Stay Active – Physically, Mentally, & Socially

As we age, it is important to stay active in all areas of our lives. Aim for at least 30 minutes of moderate exercise every day, maintain social interaction and relationships, and keep your mind working by playing brain games (sudoku, crossword puzzles, cards).

Consider Hormone Replacement Therapy

Clinical studies suggest that replacing some of the natural hormones lost before and early on in aging may help reverse some of the memory-loss problems we normally experience as we age. Footprints in Time offers bioidentical hormone replacement therapy that could hep alleviate symtoms such as forgetfulness, night sweats, hot flashes and mood swings. Schedule a consult with Patricia Jacobson to see if hormone replacement therapy is a good fit for you.

Supplements

There are a varitey of supplements that can help with memory and cognition. See the list below with Patty’s recommended supplements and dosages.

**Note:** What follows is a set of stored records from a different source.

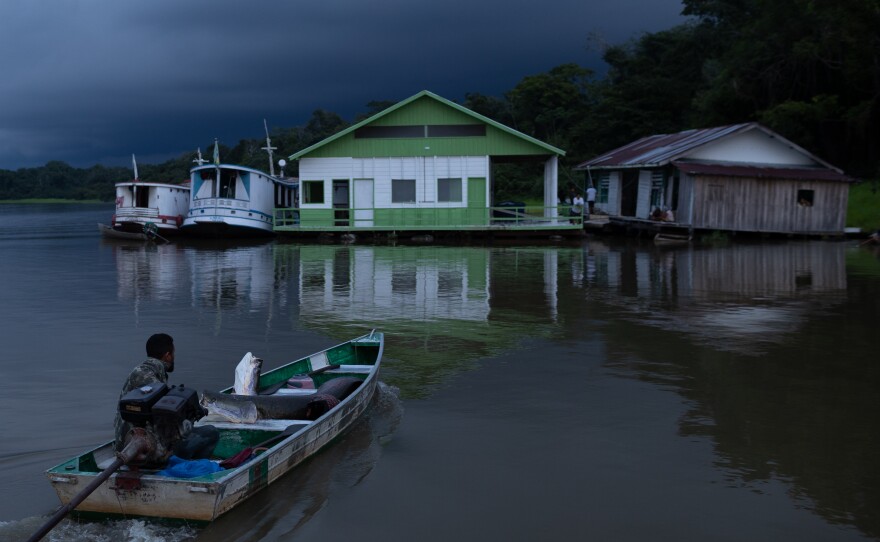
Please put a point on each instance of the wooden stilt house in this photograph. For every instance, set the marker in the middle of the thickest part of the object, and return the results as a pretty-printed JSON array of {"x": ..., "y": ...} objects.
[{"x": 742, "y": 177}]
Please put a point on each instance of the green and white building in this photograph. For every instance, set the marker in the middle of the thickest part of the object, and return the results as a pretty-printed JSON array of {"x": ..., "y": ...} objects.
[{"x": 422, "y": 165}]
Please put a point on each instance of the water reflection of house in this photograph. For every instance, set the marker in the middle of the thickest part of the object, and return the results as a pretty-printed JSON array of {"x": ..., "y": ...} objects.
[
  {"x": 742, "y": 177},
  {"x": 732, "y": 298},
  {"x": 375, "y": 284}
]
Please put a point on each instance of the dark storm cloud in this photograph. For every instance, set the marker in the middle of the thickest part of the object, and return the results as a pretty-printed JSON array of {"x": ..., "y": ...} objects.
[{"x": 92, "y": 82}]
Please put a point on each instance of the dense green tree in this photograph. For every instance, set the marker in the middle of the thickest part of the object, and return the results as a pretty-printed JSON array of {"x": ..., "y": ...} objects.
[{"x": 807, "y": 68}]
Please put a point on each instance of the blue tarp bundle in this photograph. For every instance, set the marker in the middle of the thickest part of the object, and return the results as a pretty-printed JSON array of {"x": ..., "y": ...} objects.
[{"x": 188, "y": 468}]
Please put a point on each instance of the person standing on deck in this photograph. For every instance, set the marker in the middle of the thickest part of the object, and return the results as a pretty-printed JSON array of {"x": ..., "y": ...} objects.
[
  {"x": 591, "y": 198},
  {"x": 200, "y": 442}
]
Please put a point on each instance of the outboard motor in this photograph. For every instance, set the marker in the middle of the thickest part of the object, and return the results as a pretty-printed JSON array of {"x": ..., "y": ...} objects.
[{"x": 161, "y": 415}]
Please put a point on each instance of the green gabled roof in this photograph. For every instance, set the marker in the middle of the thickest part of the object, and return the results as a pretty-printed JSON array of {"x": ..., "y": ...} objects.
[{"x": 523, "y": 139}]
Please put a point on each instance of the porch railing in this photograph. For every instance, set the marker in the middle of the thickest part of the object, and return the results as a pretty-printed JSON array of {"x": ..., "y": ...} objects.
[{"x": 420, "y": 218}]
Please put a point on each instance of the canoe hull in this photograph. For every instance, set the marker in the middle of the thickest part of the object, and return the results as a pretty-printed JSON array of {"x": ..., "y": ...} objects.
[{"x": 206, "y": 498}]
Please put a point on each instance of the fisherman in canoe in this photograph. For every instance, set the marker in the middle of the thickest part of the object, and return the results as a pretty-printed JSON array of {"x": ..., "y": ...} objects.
[{"x": 197, "y": 442}]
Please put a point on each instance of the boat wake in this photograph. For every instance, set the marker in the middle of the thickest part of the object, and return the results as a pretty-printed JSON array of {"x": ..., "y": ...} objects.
[{"x": 70, "y": 530}]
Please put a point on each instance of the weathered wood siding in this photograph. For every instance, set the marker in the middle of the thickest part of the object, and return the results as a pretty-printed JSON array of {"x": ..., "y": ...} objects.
[{"x": 768, "y": 205}]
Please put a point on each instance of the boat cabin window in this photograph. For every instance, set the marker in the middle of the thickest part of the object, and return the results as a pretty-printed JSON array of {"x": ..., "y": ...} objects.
[
  {"x": 142, "y": 197},
  {"x": 206, "y": 190},
  {"x": 227, "y": 184}
]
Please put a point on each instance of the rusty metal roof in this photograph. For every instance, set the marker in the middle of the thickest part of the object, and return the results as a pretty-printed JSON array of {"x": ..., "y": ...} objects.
[
  {"x": 660, "y": 150},
  {"x": 761, "y": 172}
]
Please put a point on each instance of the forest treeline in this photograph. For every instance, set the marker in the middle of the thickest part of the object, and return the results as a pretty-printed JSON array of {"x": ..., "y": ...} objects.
[{"x": 808, "y": 69}]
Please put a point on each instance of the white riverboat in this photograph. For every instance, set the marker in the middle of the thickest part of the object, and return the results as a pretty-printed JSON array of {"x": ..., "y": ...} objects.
[
  {"x": 141, "y": 205},
  {"x": 232, "y": 200}
]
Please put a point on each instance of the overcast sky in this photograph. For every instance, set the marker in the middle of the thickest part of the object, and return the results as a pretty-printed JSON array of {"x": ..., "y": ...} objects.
[{"x": 95, "y": 81}]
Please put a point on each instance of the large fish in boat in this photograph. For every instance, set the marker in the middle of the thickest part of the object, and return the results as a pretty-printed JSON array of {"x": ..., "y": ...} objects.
[
  {"x": 247, "y": 375},
  {"x": 285, "y": 407}
]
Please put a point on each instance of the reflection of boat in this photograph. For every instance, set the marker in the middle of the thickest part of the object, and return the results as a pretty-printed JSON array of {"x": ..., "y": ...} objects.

  • Alpha Lipoic Acid: Antioxidant that promotes new nerve fiber growth and improves memory. 100mg 1-2 times daily.
  • CoQ10: Used for intracellular energy and is depleted by statins. 100mg daily.
  • Acetly L Carnitine: Boosts mitochondrial energy production, improves memory, and burns fat. 2,000 mg daily.
  • EPA+DHA: Anti-inflammatory.  1,000 mg daily.
  • Phosphatidylcholine: Stabilizes cell walls. 1,000 mg daily.